Читать книгу Principles of Virology - Jane Flint, S. Jane Flint - Страница 201

Members of the Herpesviridae exhibit a number of unusual architectural features. More than half of the >80 genes of herpes simplex virus type 1 encode proteins found in the large (~200-nm-diameter) virus particles. These proteins are components of the envelope from which glycoprotein spikes project or of two distinct internal structures. The latter are the nucleocapsid surrounding the DNA genome and the protein-aceous layer encasing this structure, called the tegument (Fig. 4.27A). Until recently we possessed only relatively low-resolution views (at best, ~7 Å) of herpesviral particles. Technical advances in cryo-EM image reconstruction, including relaxation of icosahedral symmetry restraints, produced high-resolution structures of herpes simplex virus type 1 and type 2 particles (3.2 to 3.5 Å), by far the largest virus particles to be visualized in such detail. These remarkable achievements confirmed architectural elements of the nucleocapsid shared with smaller virus particles, but also revealed new features.

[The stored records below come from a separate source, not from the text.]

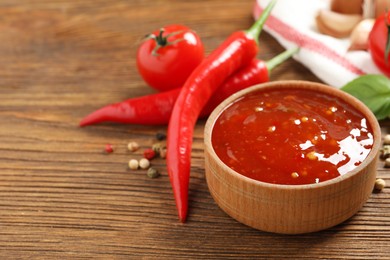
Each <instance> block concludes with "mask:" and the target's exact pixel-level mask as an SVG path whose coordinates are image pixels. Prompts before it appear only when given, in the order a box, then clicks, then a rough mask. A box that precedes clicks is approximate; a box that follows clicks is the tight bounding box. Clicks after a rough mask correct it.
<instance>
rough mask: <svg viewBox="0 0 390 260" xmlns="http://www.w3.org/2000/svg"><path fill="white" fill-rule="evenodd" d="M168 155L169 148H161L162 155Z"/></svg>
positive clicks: (161, 157) (163, 156)
mask: <svg viewBox="0 0 390 260" xmlns="http://www.w3.org/2000/svg"><path fill="white" fill-rule="evenodd" d="M166 156H167V149H166V148H161V149H160V157H161V158H163V159H164V158H165V157H166Z"/></svg>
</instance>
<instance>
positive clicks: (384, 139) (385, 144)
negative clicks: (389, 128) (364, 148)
mask: <svg viewBox="0 0 390 260" xmlns="http://www.w3.org/2000/svg"><path fill="white" fill-rule="evenodd" d="M383 144H384V145H390V134H387V135H385V137H384V138H383Z"/></svg>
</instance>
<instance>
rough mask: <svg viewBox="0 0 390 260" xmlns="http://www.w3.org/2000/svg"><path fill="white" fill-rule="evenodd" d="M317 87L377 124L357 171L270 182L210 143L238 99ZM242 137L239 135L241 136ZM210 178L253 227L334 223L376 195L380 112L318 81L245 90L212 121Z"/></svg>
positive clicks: (333, 88) (205, 162) (242, 216)
mask: <svg viewBox="0 0 390 260" xmlns="http://www.w3.org/2000/svg"><path fill="white" fill-rule="evenodd" d="M273 87H279V88H302V89H313V90H316V91H319V92H322V93H325V94H327V95H332V96H336V97H339V98H341V99H342V100H344V101H345V102H346V103H349V104H351V105H352V106H353V107H355V108H356V109H357V110H358V111H360V112H362V113H363V114H364V115H365V116H366V118H367V122H368V124H369V125H371V127H372V131H373V135H374V143H373V146H372V150H371V152H370V153H369V155H368V156H367V158H366V159H365V160H364V161H363V162H362V163H361V164H360V165H359V166H358V167H357V168H355V169H354V170H352V171H350V172H348V173H346V174H344V175H341V176H339V177H336V178H334V179H331V180H327V181H324V182H320V183H316V184H305V185H281V184H270V183H265V182H261V181H257V180H254V179H251V178H248V177H245V176H243V175H241V174H239V173H238V172H236V171H234V170H232V169H231V168H229V167H228V166H227V165H226V164H225V163H223V162H222V161H221V159H220V158H219V157H218V156H217V154H216V152H215V151H214V149H213V146H212V142H211V134H212V130H213V126H214V123H215V121H216V119H217V118H218V116H219V115H220V113H221V112H222V111H223V110H224V109H225V108H226V107H227V106H228V105H229V104H231V103H232V102H233V101H235V100H236V99H238V98H239V97H241V96H243V95H245V94H247V93H249V92H251V91H256V90H259V89H267V88H273ZM238 139H239V138H238ZM204 140H205V141H204V142H205V169H206V181H207V185H208V188H209V191H210V193H211V195H212V196H213V198H214V200H215V201H216V203H217V204H218V205H219V207H220V208H221V209H222V210H224V211H225V212H226V213H227V214H228V215H230V216H231V217H233V218H234V219H236V220H237V221H239V222H241V223H244V224H246V225H248V226H251V227H253V228H256V229H259V230H262V231H267V232H274V233H282V234H300V233H308V232H314V231H319V230H323V229H326V228H329V227H332V226H335V225H337V224H339V223H341V222H343V221H345V220H346V219H348V218H350V217H351V216H353V215H354V214H355V213H356V212H357V211H358V210H359V209H360V208H361V207H362V206H363V204H364V203H365V202H366V200H367V199H368V197H369V196H370V194H371V193H372V190H373V187H374V183H375V179H376V164H377V159H378V157H379V156H378V153H379V149H380V142H381V136H380V127H379V124H378V121H377V120H376V118H375V116H374V115H373V114H372V113H371V111H370V110H369V109H368V108H367V107H366V106H365V105H364V104H363V103H361V102H360V101H359V100H357V99H356V98H354V97H352V96H351V95H349V94H347V93H345V92H343V91H341V90H338V89H336V88H333V87H329V86H326V85H323V84H319V83H313V82H306V81H276V82H272V83H265V84H260V85H256V86H253V87H250V88H248V89H245V90H242V91H240V92H238V93H236V94H234V95H232V96H231V97H229V98H228V99H226V100H225V101H224V102H222V103H221V104H220V105H219V106H218V107H217V108H216V109H215V110H214V111H213V113H212V114H211V115H210V117H209V119H208V120H207V123H206V127H205V134H204Z"/></svg>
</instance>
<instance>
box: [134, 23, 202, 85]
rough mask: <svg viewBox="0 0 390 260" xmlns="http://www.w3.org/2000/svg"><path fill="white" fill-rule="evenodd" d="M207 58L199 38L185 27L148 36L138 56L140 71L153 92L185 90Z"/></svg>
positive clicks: (184, 26)
mask: <svg viewBox="0 0 390 260" xmlns="http://www.w3.org/2000/svg"><path fill="white" fill-rule="evenodd" d="M203 57H204V47H203V43H202V42H201V40H200V38H199V36H198V35H197V34H196V33H195V32H194V31H192V30H191V29H189V28H188V27H186V26H183V25H168V26H165V27H163V28H162V29H160V30H159V31H155V32H154V33H153V34H150V35H149V36H148V39H147V40H145V41H144V42H143V43H142V44H141V45H140V47H139V49H138V52H137V68H138V71H139V73H140V74H141V76H142V78H143V79H144V80H145V81H146V82H147V83H148V84H149V85H150V86H151V87H153V88H155V89H157V90H159V91H167V90H171V89H174V88H179V87H181V86H182V85H183V84H184V82H185V81H186V80H187V78H188V76H189V75H190V74H191V72H192V71H193V70H194V69H195V68H196V67H197V66H198V65H199V63H200V62H201V61H202V60H203Z"/></svg>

A single protein (VP5) forms both the hexons and the pentons of the T = 16 icosahedral capsid of herpes simplex virus type 1 (Fig. 4.27B). Like the structural units of the smaller simian virus 40 capsid, these VP5-containing assemblies make direct contact with one another. However, the segments of VP5 subunits that form the nucleocapsid floor adopt quite different conformations in the pentons and hexons (Fig. 4.27B). Similarly, specific VP5 regions display distinct arrangements in hexons that abut pentons and those surrounded entirely by other hexons. These differences optimize interactions among the structural units. The large herpesviral capsid, like that of adenoviruses, is further stabilized by additional proteins, including two that form triplexes that link the major structural units. A second property shared with polyomaviruses (and papillomaviruses) is stabilization of the particle by disulfide bonds, which covalently link both subunits of the triplexes and triplexes to VP5 subunits of adjacent hexons to impart rigidity. Such a network of covalent bonds must greatly increase the stability of the large nucleocapsid and may also be necessary to counter the high pressure exerted on this protein shell (see “Mechanical Properties of Virus Particles”).

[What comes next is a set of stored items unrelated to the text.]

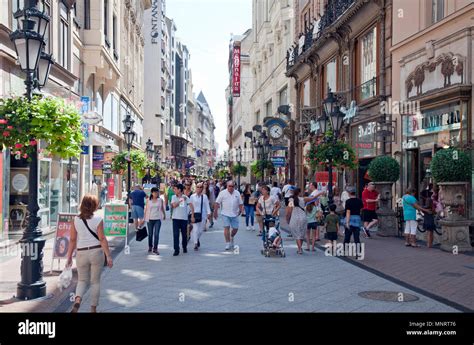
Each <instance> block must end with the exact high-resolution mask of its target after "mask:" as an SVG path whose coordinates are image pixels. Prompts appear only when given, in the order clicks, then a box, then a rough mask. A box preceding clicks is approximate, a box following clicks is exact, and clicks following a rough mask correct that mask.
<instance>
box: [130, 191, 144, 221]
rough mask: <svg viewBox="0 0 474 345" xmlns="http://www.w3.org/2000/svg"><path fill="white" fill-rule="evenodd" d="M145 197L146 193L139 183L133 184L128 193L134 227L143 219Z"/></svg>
mask: <svg viewBox="0 0 474 345" xmlns="http://www.w3.org/2000/svg"><path fill="white" fill-rule="evenodd" d="M145 198H146V193H145V192H144V191H143V190H142V187H141V186H140V185H139V184H137V185H135V190H134V191H133V192H131V193H130V199H129V203H130V204H129V205H130V207H131V210H132V219H133V222H134V224H135V229H138V226H139V225H140V226H141V225H142V224H141V223H139V220H140V219H141V220H143V219H145Z"/></svg>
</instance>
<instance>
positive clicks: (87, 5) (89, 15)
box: [84, 0, 91, 30]
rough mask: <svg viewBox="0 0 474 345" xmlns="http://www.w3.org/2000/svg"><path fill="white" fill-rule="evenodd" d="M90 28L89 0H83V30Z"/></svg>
mask: <svg viewBox="0 0 474 345" xmlns="http://www.w3.org/2000/svg"><path fill="white" fill-rule="evenodd" d="M90 28H91V0H84V29H85V30H90Z"/></svg>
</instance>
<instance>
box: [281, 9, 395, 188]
mask: <svg viewBox="0 0 474 345" xmlns="http://www.w3.org/2000/svg"><path fill="white" fill-rule="evenodd" d="M294 4H295V20H296V22H295V28H296V32H295V38H294V39H295V42H294V44H293V45H292V46H291V47H290V49H289V50H288V52H287V72H286V74H287V76H288V77H291V78H293V79H294V80H295V82H296V93H297V97H296V102H295V107H294V109H295V110H296V120H297V127H296V130H297V134H298V135H297V140H298V147H297V162H298V164H297V166H296V171H297V176H298V179H297V181H298V183H299V184H300V185H301V186H304V185H305V183H306V182H307V181H308V180H314V178H313V176H310V169H309V167H308V166H306V165H305V164H304V162H305V160H304V156H305V154H306V151H307V150H308V149H309V146H310V140H311V138H312V137H314V136H317V135H320V134H321V133H319V131H318V129H317V128H315V127H311V126H310V124H311V121H313V123H314V121H315V120H316V119H317V118H318V117H319V116H321V114H322V109H323V108H322V102H323V100H324V99H325V98H326V97H327V94H328V89H330V90H331V91H332V92H334V93H336V95H337V97H338V99H339V101H340V104H341V105H342V106H344V107H345V108H346V109H349V108H352V110H355V109H357V111H356V113H355V116H354V117H351V118H350V119H347V121H346V122H345V126H344V127H343V129H342V130H341V132H342V133H341V136H342V137H343V138H345V140H347V141H348V142H350V144H351V146H352V147H353V148H354V149H355V150H356V154H357V158H358V160H359V169H358V170H357V171H351V172H349V171H339V181H338V183H339V184H340V185H344V184H346V183H350V184H353V185H357V186H358V190H359V192H360V193H361V192H362V189H363V186H364V184H365V183H367V182H368V181H369V180H368V179H367V175H366V173H367V167H368V164H369V163H370V161H371V160H372V159H373V158H374V157H377V156H379V155H381V154H391V152H392V144H393V143H394V140H395V139H394V137H395V133H394V132H395V124H394V122H393V118H392V117H391V116H389V115H388V114H382V113H381V102H383V101H385V100H387V99H389V98H390V96H391V84H392V82H391V78H392V72H391V71H392V70H391V68H392V60H391V54H390V48H391V42H392V33H391V32H392V31H391V30H392V29H391V21H392V20H391V15H392V1H391V0H375V1H364V0H322V1H320V0H298V1H295V2H294ZM355 107H357V108H355ZM349 113H350V112H349Z"/></svg>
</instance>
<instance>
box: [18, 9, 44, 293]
mask: <svg viewBox="0 0 474 345" xmlns="http://www.w3.org/2000/svg"><path fill="white" fill-rule="evenodd" d="M35 6H36V1H33V0H29V1H25V8H24V9H23V10H21V11H18V12H17V13H15V18H16V19H17V21H18V24H19V25H18V28H19V29H18V30H16V31H15V32H13V33H11V34H10V40H11V41H12V42H13V44H14V46H15V51H16V54H17V56H18V60H19V62H20V68H21V70H22V71H23V72H25V74H26V79H25V85H26V93H25V95H26V97H27V99H28V100H29V101H30V100H31V98H32V97H33V89H34V88H35V87H38V88H41V87H43V86H45V85H46V82H47V80H48V76H49V71H50V69H51V64H52V63H53V59H52V57H51V55H48V54H45V53H43V49H44V46H45V41H44V34H45V32H46V30H47V28H48V25H49V20H50V19H49V17H48V16H47V15H46V14H44V13H42V12H40V11H39V10H38V9H37V8H36V7H35ZM20 22H21V24H20ZM20 27H21V29H20ZM30 117H32V114H30ZM33 139H34V138H31V140H33ZM30 157H31V161H30V171H29V177H28V184H29V191H30V194H29V196H28V226H27V228H26V230H25V232H24V233H23V237H22V239H21V240H20V243H21V246H22V262H21V282H20V283H18V286H17V298H19V299H35V298H39V297H43V296H45V295H46V283H45V282H44V281H43V248H44V245H45V243H46V240H45V239H44V238H43V237H42V235H43V232H42V231H41V229H40V228H39V227H38V224H39V221H40V218H39V217H38V210H39V206H38V148H37V146H34V147H33V152H32V153H31V155H30ZM33 250H34V252H36V253H39V254H38V255H35V256H32V255H26V253H32V252H33Z"/></svg>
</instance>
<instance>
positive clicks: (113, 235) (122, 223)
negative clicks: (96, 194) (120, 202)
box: [104, 204, 128, 237]
mask: <svg viewBox="0 0 474 345" xmlns="http://www.w3.org/2000/svg"><path fill="white" fill-rule="evenodd" d="M127 226H128V206H127V205H123V204H107V205H105V212H104V234H105V236H114V237H125V236H127Z"/></svg>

Figure 4.26 Morphological complexity of bacteriophage T4. (A) A model of the virus particle. (B) Structure of the head (22-Å resolution) determined by cryo-EM, with the major capsid proteins shown in blue (gp23*) and magenta (gp24*), the protein that protrudes from the capsid surface in yellow, the protein that binds between gp23* subunits in white, and the beginning of the tail in green. Reprinted from Fokine A et al. 2004. Proc Natl Acad Sci U S A 101:6003–6008, with permission. Courtesy of M. Rossmann, Purdue University.

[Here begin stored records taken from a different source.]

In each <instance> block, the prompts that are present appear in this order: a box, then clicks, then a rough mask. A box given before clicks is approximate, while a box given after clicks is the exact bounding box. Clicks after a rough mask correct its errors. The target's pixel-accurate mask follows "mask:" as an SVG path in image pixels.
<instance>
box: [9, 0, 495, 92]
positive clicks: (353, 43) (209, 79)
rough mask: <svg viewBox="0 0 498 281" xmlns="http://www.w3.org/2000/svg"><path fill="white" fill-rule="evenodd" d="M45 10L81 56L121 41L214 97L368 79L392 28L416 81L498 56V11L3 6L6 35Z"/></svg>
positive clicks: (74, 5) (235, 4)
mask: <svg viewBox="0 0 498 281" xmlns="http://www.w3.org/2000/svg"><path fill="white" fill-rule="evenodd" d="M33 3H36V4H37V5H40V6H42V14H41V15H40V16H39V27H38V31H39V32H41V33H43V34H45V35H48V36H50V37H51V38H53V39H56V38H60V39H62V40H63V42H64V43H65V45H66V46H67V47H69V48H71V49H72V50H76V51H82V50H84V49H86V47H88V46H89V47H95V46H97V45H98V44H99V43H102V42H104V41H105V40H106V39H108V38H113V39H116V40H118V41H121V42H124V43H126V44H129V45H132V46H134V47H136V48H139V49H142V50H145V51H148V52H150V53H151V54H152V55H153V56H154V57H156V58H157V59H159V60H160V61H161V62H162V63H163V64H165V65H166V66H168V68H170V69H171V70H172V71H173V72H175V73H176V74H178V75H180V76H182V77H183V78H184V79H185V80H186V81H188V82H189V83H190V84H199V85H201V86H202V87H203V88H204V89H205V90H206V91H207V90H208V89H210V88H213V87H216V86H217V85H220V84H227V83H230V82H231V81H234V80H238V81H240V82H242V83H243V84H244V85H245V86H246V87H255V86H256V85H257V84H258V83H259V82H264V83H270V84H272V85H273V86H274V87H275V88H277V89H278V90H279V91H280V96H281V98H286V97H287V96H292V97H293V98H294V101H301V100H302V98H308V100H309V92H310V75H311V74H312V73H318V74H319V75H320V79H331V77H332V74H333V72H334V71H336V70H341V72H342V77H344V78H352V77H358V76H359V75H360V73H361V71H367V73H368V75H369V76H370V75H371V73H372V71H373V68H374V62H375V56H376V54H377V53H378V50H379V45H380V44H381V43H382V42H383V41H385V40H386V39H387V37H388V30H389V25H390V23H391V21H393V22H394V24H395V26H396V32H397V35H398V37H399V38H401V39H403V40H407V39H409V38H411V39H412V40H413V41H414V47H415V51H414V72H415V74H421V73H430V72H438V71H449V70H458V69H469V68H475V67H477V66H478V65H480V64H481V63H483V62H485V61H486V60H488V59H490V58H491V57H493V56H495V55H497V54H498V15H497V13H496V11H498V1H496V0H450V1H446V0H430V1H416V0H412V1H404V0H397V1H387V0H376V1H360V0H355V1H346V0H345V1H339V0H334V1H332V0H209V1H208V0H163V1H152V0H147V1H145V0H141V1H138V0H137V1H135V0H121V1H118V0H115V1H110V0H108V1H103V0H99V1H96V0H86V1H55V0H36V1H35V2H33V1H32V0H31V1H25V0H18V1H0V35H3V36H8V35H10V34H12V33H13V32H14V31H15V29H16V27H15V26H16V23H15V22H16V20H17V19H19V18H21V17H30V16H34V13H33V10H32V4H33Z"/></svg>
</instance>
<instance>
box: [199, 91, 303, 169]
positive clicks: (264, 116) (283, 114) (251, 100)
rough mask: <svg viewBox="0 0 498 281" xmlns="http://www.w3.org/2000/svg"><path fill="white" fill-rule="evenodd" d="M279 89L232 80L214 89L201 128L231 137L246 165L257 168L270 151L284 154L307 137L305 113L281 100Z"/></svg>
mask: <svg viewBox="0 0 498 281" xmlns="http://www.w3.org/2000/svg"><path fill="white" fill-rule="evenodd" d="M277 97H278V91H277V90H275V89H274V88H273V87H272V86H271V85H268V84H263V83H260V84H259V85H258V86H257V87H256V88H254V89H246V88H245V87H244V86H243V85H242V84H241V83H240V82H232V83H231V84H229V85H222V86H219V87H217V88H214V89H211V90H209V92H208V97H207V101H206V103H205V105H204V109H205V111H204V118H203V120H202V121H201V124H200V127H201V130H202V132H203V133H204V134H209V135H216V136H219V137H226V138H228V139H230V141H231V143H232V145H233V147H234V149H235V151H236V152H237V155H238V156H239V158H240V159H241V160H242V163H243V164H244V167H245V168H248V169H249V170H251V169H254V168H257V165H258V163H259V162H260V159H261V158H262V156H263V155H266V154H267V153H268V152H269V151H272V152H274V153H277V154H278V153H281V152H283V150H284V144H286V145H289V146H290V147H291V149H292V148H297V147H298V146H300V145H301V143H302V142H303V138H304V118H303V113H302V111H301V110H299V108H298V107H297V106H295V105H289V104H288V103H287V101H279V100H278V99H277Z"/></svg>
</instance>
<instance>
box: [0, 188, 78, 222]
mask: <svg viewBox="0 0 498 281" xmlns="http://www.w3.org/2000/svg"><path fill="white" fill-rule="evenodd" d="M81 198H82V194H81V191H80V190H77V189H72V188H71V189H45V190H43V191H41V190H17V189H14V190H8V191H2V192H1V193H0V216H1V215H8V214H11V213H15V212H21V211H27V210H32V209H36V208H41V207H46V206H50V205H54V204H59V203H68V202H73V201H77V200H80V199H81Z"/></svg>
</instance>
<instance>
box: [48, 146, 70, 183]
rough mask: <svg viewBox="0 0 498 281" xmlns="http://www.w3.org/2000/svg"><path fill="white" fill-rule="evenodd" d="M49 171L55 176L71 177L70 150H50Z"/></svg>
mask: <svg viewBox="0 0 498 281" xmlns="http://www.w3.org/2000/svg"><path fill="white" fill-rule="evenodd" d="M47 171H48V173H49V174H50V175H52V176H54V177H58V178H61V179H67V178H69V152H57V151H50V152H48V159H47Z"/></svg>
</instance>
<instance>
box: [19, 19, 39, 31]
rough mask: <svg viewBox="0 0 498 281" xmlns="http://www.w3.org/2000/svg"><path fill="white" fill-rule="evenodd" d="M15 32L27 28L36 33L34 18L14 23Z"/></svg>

Although apparently a typical and quite simple icosahedral shell, this viral capsid is in fact an asymmetric structure: 1 of the 12 vertices is occupied not by a VP5 penton but by a unique structure termed the portal. The portal comprises 12 copies of the UL6 protein and is a squat, hollow cylinder that is wider at one end and surrounded by a two-tiered ring at the wider end (Fig. 4.27C). The incorporation of the portal, which is connected to the viral membrane (Fig. 4.27D), has important implications for the mechanism of assembly and delivery of viral genomes during entry (see Chapters 13 and 5).

The tegument contains >20 viral proteins, viral RNAs, and cellular components. A few tegument proteins are icosahedrally ordered, as a result of direct contacts with the structural units of the capsid. For example, three tegument proteins form a distinctive structure that caps the pentons and buttresses their association with neighboring triplexes. Tegument proteins are not uniformly distributed around the capsid, but are concentrated on one side, where they form a well-defined cap-like structure (Fig. 4.27A). The connection of the portal vertex of the capsid to the viral membrane (Fig. 4.27D) seems likely to account for this asymmetry.